Antonio Santoro: Prazo máximo para prisão preventiva é um começo
O artigo aborda a publicação da Lei 12.714 de 2012, que estabelece um sistema informatizado para o acompanhamento da execução das penas, prisões cautelares e medidas de segurança. O autor destaca a atribuição de responsabilidades aos diferentes órgãos do sistema penal para inserir informações no sistema e a importância da definição do tempo máximo de duração da prisão preventiva pelo magistrado, interpretando esse aspecto como um avanço na limitação da privação de liberdade e na observância d...

O artigo aborda a Lei 12.714, que estabelece um sistema informatizado para o acompanhamento da execução de penas, prisões cautelares e medidas de segurança, comentando sobre as responsabilidades das autoridades na atualização de informações no sistema, como dados da prisão e da condição do preso.
Discute também a confusão que pode surgir quando o Ministério Público altera a tipificação do crime, impactando o registro no sistema, além de explorar a responsabilidade do magistrado na inserção de dados sobre a condenação e a duração das medidas aplicadas.
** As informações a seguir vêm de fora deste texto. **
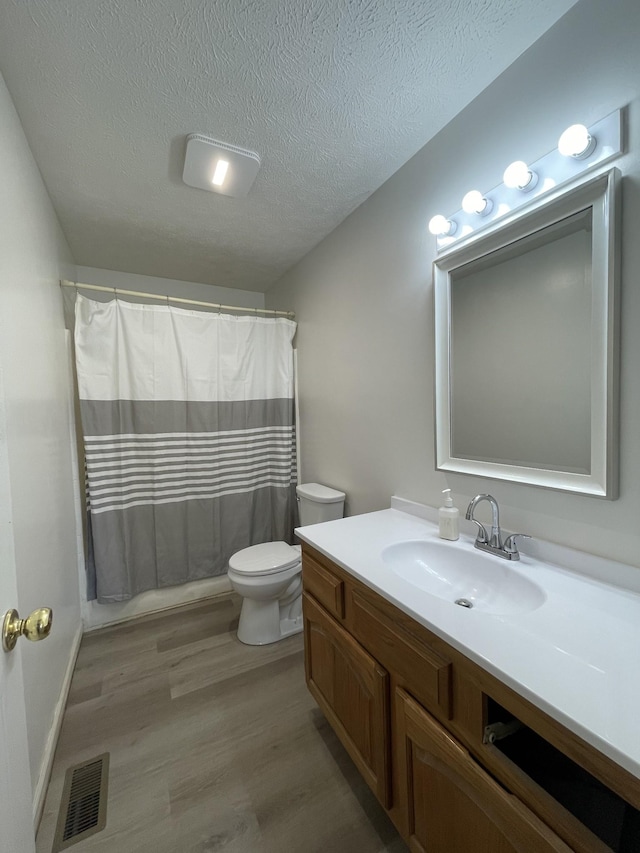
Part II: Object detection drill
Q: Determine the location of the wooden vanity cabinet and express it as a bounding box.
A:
[303,593,391,808]
[303,545,640,853]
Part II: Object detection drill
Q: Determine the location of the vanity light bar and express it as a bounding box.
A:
[429,110,622,252]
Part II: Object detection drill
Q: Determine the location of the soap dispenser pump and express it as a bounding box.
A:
[438,489,460,540]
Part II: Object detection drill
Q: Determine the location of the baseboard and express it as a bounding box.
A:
[33,623,83,832]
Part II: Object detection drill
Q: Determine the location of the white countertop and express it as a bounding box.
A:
[296,499,640,779]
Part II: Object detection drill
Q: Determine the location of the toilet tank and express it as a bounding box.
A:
[296,483,345,527]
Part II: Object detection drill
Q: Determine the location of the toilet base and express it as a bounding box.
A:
[238,596,303,646]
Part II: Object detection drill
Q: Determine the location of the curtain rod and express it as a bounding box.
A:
[60,280,296,319]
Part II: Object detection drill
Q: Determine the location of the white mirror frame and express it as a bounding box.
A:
[433,169,620,500]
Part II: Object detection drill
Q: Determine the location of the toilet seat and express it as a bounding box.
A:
[229,542,301,577]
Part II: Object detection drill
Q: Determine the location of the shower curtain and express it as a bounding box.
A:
[75,294,296,603]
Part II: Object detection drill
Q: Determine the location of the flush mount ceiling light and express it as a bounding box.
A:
[462,190,493,216]
[502,160,538,192]
[429,213,457,236]
[182,133,260,198]
[429,110,623,252]
[558,124,597,160]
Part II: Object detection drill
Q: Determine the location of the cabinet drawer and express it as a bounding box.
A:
[302,554,344,619]
[350,591,453,720]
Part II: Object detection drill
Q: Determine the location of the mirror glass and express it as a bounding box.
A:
[434,170,617,497]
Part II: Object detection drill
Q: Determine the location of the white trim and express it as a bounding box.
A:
[33,623,83,832]
[433,169,619,500]
[83,574,232,633]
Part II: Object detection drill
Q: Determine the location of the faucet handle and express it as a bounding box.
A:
[469,518,489,544]
[504,533,531,554]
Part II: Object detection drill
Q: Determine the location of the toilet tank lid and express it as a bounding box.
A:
[296,483,345,504]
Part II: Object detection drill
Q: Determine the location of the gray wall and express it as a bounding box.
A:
[267,0,640,566]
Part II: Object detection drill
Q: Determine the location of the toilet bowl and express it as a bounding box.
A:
[228,483,345,646]
[228,542,302,646]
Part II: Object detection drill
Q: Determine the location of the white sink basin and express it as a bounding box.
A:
[382,539,546,616]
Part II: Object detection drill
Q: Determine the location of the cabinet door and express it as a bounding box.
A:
[303,594,391,808]
[396,689,570,853]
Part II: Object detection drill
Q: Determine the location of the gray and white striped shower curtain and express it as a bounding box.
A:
[75,295,296,603]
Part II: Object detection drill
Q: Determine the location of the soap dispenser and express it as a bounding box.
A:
[438,489,460,540]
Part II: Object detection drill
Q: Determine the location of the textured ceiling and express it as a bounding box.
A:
[0,0,575,291]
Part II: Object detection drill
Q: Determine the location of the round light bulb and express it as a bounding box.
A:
[502,160,538,191]
[429,213,456,237]
[558,124,596,160]
[462,190,491,215]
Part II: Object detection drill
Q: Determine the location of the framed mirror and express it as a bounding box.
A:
[434,169,619,499]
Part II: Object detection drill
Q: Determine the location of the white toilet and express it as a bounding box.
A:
[228,483,345,646]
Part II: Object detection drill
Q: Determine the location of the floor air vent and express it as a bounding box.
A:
[51,752,109,853]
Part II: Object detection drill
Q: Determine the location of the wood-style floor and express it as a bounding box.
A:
[37,595,407,853]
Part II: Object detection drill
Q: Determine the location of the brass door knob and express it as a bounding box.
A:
[2,607,53,652]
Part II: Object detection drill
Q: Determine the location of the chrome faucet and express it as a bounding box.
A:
[466,495,531,560]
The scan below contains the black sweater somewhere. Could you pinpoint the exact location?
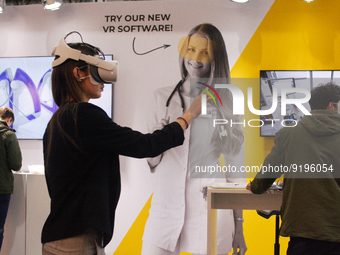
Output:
[41,103,184,246]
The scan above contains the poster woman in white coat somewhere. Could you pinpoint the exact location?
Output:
[142,24,247,255]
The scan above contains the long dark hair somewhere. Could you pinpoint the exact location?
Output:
[179,23,244,155]
[47,42,101,159]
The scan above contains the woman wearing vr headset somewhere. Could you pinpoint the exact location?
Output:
[142,24,247,255]
[42,32,205,255]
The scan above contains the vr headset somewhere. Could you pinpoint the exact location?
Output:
[52,32,118,83]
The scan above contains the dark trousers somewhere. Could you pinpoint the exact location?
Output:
[0,194,11,250]
[287,237,340,255]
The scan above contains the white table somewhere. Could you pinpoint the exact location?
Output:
[207,187,282,255]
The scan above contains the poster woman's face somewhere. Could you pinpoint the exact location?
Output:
[184,36,211,78]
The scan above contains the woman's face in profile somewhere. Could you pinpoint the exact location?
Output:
[184,35,212,78]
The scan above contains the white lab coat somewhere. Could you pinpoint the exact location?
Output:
[143,87,246,254]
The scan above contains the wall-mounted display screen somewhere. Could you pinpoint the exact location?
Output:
[260,70,340,136]
[0,55,113,139]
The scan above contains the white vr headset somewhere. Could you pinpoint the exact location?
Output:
[52,33,118,83]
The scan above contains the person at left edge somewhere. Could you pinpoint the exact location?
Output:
[41,32,206,255]
[0,107,22,250]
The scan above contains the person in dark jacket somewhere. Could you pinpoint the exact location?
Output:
[247,83,340,255]
[0,107,22,250]
[41,32,205,255]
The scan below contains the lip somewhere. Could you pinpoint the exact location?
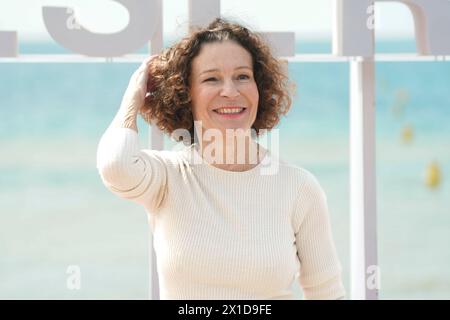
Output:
[213,106,247,119]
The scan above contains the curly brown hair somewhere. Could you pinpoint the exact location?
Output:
[139,18,293,143]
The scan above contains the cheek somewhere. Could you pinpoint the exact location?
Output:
[249,83,259,107]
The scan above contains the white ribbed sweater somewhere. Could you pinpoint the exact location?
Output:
[97,128,345,299]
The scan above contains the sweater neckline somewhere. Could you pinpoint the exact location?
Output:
[182,143,270,177]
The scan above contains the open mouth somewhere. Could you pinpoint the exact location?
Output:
[213,107,247,117]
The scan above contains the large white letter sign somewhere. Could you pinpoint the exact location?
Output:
[333,0,450,57]
[0,31,19,57]
[189,0,295,57]
[188,0,220,30]
[42,0,162,57]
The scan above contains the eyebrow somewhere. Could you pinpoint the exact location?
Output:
[200,66,252,75]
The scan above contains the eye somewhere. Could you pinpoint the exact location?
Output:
[238,74,250,80]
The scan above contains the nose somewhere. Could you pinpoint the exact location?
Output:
[220,80,241,98]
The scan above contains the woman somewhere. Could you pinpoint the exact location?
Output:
[97,19,345,299]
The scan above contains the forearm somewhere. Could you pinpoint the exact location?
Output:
[110,98,138,132]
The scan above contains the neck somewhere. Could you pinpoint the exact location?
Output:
[196,136,267,171]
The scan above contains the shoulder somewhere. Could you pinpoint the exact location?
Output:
[142,149,190,172]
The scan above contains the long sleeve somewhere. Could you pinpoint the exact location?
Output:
[97,127,167,210]
[295,173,345,300]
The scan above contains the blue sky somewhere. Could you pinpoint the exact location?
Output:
[0,0,413,40]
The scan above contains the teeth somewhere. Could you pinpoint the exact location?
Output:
[216,108,244,113]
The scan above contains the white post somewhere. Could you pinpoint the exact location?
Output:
[350,57,379,300]
[149,0,164,300]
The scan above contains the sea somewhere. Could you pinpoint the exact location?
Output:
[0,39,450,300]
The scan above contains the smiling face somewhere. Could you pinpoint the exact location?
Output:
[189,40,259,135]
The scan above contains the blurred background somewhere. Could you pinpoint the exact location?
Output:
[0,0,450,299]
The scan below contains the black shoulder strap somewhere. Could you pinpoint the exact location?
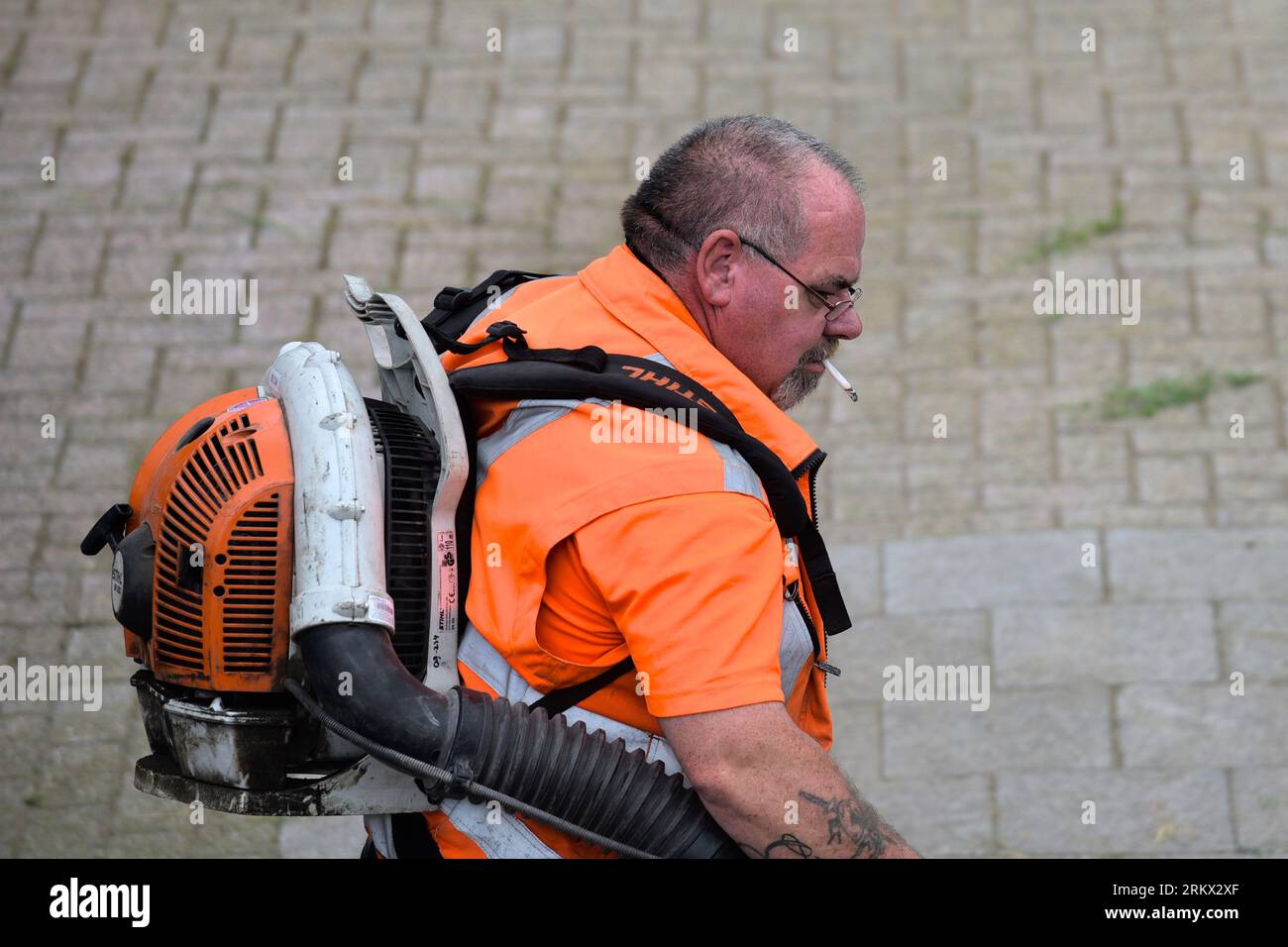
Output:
[419,269,558,355]
[532,655,635,716]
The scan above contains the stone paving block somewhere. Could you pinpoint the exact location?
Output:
[997,768,1234,856]
[993,603,1221,688]
[1232,767,1288,857]
[858,776,993,858]
[1136,456,1208,504]
[828,609,996,701]
[1117,683,1288,767]
[884,531,1102,613]
[827,705,881,786]
[1107,528,1288,600]
[14,805,107,858]
[881,685,1111,779]
[1218,601,1288,681]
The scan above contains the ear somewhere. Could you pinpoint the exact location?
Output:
[693,230,747,309]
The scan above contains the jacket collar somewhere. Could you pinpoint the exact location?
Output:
[577,244,818,471]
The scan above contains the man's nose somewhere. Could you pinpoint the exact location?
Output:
[824,303,863,339]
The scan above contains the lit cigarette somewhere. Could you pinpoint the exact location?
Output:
[823,359,859,401]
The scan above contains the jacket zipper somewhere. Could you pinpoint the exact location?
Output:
[793,450,827,527]
[789,450,841,689]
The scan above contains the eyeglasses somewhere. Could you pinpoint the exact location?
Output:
[734,231,863,322]
[639,201,863,322]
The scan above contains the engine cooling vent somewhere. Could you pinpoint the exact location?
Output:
[152,414,265,674]
[365,398,439,679]
[215,492,281,674]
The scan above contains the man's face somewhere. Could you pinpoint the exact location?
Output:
[708,168,866,411]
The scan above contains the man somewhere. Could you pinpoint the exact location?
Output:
[369,116,917,858]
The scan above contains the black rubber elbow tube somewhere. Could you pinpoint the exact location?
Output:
[299,622,742,858]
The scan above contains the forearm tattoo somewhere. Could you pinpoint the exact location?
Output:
[802,789,894,858]
[738,789,902,858]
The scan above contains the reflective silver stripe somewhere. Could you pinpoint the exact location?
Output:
[711,441,768,502]
[441,798,561,858]
[362,815,398,858]
[456,622,693,786]
[644,352,769,504]
[461,283,528,338]
[778,600,814,702]
[474,398,608,489]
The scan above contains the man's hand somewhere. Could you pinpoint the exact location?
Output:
[660,703,921,858]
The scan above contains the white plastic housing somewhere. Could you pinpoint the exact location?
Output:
[263,342,394,638]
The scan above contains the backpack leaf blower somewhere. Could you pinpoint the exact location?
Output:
[81,275,741,858]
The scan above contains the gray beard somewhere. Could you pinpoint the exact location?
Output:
[769,339,841,411]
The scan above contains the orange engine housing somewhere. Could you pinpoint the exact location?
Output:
[125,388,295,691]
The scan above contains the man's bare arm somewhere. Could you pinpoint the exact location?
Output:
[661,703,921,858]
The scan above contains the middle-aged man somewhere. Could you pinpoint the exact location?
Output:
[368,116,917,858]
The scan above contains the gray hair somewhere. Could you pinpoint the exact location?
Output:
[622,115,864,274]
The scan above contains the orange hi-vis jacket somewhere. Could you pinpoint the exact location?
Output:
[368,244,832,858]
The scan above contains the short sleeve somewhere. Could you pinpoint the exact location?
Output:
[572,492,783,716]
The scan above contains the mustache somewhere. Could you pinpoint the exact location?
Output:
[796,339,841,368]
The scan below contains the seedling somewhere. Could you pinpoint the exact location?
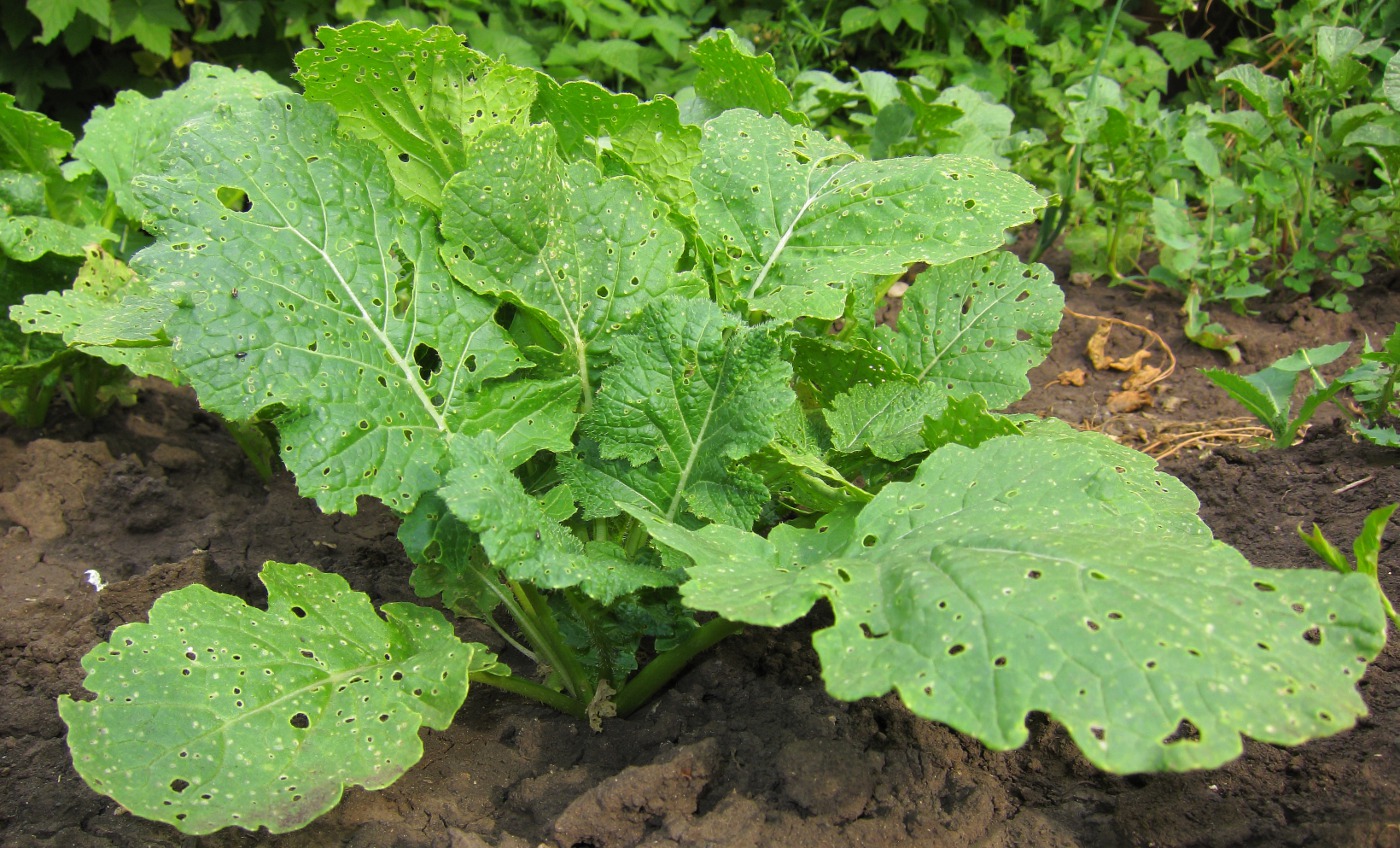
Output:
[59,24,1385,834]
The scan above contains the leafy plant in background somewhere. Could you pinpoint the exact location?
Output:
[49,24,1386,833]
[1203,341,1351,448]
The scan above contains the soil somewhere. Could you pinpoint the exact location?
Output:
[0,254,1400,848]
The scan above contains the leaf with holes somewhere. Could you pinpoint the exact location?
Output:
[561,298,794,528]
[297,21,535,209]
[73,62,287,221]
[693,111,1044,320]
[132,95,525,512]
[59,563,496,834]
[442,125,704,395]
[633,423,1386,772]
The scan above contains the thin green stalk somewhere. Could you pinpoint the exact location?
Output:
[615,619,743,716]
[468,672,588,721]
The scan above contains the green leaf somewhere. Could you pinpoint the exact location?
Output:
[826,378,948,462]
[1147,29,1215,74]
[920,395,1022,451]
[442,126,703,395]
[59,563,494,834]
[693,111,1044,320]
[108,0,189,59]
[133,95,524,512]
[533,76,700,210]
[297,21,536,209]
[0,92,73,178]
[646,424,1385,772]
[1215,64,1285,120]
[10,244,182,383]
[0,215,116,262]
[24,0,111,45]
[560,298,794,528]
[874,252,1064,414]
[687,29,806,126]
[73,62,287,221]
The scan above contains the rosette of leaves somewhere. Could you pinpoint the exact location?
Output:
[54,24,1385,833]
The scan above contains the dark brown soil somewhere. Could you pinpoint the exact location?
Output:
[0,263,1400,848]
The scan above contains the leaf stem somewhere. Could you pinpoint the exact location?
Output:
[468,672,588,721]
[615,619,743,716]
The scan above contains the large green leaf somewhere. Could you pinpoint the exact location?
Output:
[59,563,496,834]
[73,62,287,221]
[442,126,704,395]
[561,298,794,528]
[693,111,1044,320]
[133,95,524,511]
[533,76,700,210]
[10,244,181,383]
[297,21,535,209]
[633,423,1385,771]
[874,252,1064,409]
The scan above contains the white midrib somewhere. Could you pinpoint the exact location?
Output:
[285,181,448,432]
[745,162,850,301]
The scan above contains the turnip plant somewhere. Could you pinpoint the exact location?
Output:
[50,24,1385,834]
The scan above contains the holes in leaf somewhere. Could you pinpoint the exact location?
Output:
[413,341,442,382]
[1162,718,1201,744]
[214,186,253,213]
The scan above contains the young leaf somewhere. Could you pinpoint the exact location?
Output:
[874,252,1064,414]
[533,76,700,211]
[693,111,1044,320]
[560,298,794,528]
[634,424,1385,771]
[297,21,536,209]
[442,126,703,397]
[132,95,524,512]
[73,62,287,221]
[59,563,496,834]
[10,250,182,383]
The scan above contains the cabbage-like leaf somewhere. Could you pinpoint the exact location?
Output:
[535,76,700,211]
[633,424,1386,772]
[73,62,287,221]
[693,111,1044,320]
[442,125,704,395]
[59,563,496,834]
[10,244,181,383]
[297,21,535,209]
[874,252,1064,409]
[560,298,794,528]
[132,95,525,512]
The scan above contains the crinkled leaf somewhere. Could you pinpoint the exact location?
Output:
[59,563,481,834]
[10,244,181,383]
[874,252,1064,414]
[920,395,1023,451]
[535,77,700,210]
[646,424,1385,771]
[133,95,524,512]
[561,298,794,528]
[0,92,73,176]
[297,21,536,209]
[686,29,806,125]
[825,378,948,462]
[0,215,116,262]
[73,62,287,221]
[694,111,1044,320]
[399,494,503,619]
[442,126,703,390]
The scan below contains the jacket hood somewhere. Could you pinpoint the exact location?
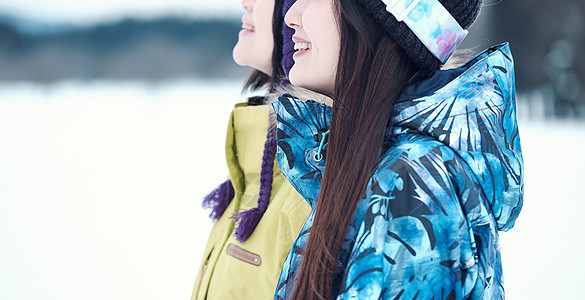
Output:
[273,43,524,230]
[393,43,523,230]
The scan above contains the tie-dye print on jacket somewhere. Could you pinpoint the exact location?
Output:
[273,44,523,299]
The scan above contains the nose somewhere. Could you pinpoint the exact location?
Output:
[284,0,305,28]
[242,0,256,11]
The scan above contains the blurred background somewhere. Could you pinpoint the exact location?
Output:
[0,0,585,300]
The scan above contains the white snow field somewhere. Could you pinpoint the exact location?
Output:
[0,80,585,300]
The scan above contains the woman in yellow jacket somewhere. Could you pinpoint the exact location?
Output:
[191,0,310,300]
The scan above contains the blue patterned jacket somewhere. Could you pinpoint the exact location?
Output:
[273,44,523,299]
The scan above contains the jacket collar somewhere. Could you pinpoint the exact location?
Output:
[272,98,331,208]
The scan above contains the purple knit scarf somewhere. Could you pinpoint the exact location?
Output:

O autor enfatiza que a lei pode ser interpretada como limitando o tempo de prisões cautelares, destacando a importância do juiz em estabelecer prazos específicos para prisões preventivas, uma prática que alinha-se ao sistema acusatório e aos direitos fundamentais, apontando que, embora a fixação do prazo pelo juiz não seja um avanço definitivo, representa um passo inicial na proteção do direito à liberdade.
Tópicos do artigo
Principais pontos desenvolvidos no texto original
Principais temas abordados no artigo "Prazo máximo para prisão preventiva é um começo", escrito por Antonio Eduardo Ramires Santoro.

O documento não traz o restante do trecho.